Vamos criar um outro Amadeus, outro que foi amado por Deus, e trazer essa figura para a mesa.

Primeiro, o básico, ela é mais bonita, não preciso entrar em detalhes bobos, pensem em alguém bonito e pronto. A beleza é uma mistura entre acaso e sorte. Verdade que hoje em dia temos a cirurgia plástica que ajuda as pessoas a, talvez, sentirem-se mais bonitas, porém para quem tem dinheiro. Pessoas feias continuaram sendo feias se forem pobres então beleza é fruto do puro acaso genético e tem pessoas que não dão sorte.

Segundo, para aumentar a humilhação de forma gradual, ela tem dinheiro, rica. Ela é bem sucedida, recebe bem, tem um bom emprego ou qualquer coisa semelhante. Para aqueles que dizem que dinheiro não importa é porque não tem conta para pagar ou é tão rico que não sente o dinheiro, mas não entra o caso. Dinheiro, amor e família são três coisas que se deve respeito, pois governam o mundo de uma maneira superior e que nos afeta diretamente.

Terceiro, você pode dizer que o que importa é o que se tem dentro! Bom ponto, mas ninguém enxerga as suas virtudes interiores, somos seres materiais que é ligado ao fisico, o metafisico deixa para a espiritualidade. Uma virtude interior se torna virtude quando é colocado no mundo, notado pelo outro e era timida e constante como dizia o velho Aristoteles (384 - 322 a.C.).

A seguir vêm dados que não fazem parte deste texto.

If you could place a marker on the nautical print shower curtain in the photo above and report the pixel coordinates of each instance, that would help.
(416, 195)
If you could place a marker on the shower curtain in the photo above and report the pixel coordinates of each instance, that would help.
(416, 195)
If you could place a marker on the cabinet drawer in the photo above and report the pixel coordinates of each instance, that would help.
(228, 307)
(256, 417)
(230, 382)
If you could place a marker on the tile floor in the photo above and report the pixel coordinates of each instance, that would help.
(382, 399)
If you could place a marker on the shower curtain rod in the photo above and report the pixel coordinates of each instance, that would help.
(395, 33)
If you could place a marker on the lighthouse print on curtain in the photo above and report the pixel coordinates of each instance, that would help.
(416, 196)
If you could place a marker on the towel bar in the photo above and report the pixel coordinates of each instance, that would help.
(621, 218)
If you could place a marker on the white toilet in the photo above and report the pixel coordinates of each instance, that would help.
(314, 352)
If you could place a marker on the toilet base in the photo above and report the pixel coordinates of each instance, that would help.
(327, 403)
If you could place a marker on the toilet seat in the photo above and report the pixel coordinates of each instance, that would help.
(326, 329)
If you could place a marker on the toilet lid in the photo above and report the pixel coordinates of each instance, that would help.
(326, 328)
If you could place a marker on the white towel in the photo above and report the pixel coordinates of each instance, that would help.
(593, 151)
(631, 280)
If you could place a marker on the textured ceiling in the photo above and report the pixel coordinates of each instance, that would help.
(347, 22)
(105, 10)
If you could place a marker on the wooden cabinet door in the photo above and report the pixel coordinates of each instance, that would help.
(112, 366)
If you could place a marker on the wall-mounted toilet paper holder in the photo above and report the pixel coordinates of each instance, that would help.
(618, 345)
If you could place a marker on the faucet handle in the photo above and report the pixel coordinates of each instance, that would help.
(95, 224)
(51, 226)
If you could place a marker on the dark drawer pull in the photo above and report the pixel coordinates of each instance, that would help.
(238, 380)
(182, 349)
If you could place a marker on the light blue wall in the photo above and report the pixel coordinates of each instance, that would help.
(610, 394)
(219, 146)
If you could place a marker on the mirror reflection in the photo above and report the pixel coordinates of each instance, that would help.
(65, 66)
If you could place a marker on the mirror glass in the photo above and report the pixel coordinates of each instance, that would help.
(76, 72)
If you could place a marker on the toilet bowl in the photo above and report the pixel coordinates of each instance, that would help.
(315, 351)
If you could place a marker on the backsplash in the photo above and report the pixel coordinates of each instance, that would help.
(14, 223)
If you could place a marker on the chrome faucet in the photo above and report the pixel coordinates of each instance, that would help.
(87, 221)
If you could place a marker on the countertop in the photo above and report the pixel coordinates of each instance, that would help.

Dentro do terceiro ponto e voltando ao nosso Amadeus, imagine que essa pessoa é mais inteligente. Aprende a disciplina mais rápido, entende as coisas de outra maneira, é criativa enfim, ela é inteligente. Qualquer lugar que exija intelecto vemos isso, alguém se destaca e o resto começa a nutrir aos poucos um rancor estúpido ao redor dela inventando diversas histórias sobre a pessoa porque é mais fácil acreditar nessa paranoia do que compreender a própria estupidez. Orgulho é um pecado não é?

Quarta, para alcançar um novo nível de humilhação, esse Amadeus é dotado da generosidade. Rico, inteligente, bonito e generoso! Uma humilhação completa! Todos acham lindo o generoso, afinal, é uma maneira gratuita de ganhar sem sentir a consciência pesada.

Quinto, agora para destruir completamente a sua autoestima, é modesto. O inferno da sua vida está completo. Inteligente como ninguém, muito dinheiro, dotado de uma grande beleza, não se importa com bens materiais e ainda é modesto! A humilhação se faz completa, ninguém suporta uma pessoa dessa.

Ela aponta para você, sem querer, a sua mediocridade e suas fraquezas afetando diretamente o amor-próprio, o orgulho que todos temos, a autoestima.
Ainda bem que pessoas assim não existem, sempre temos alguns que tem algumas coisas boas e são carregados de falhas e erros podendo manter uma relação saudavel entretanto quando alguém reúne uma quantidade imensa de qualidades nela mesma o que normalmente as pessoas vão querer é destrui-la.

Cedo ou tarde alguém irá ler esse calhamaço e dizer que nunca sentiu inveja ou qualquer coisa parecida, dirá que só sente admiração. O sentimento de admiração é ótimo, mas agora, digo-lhe, admiração e inveja são os dois lados da mesma moeda.

O poeta russo Joseph Brodsky (1940-1996) já mostrou que muitas vezes o mal, essa figura mítica e quase extraterreste, usa o mesmo pé de sapato que você.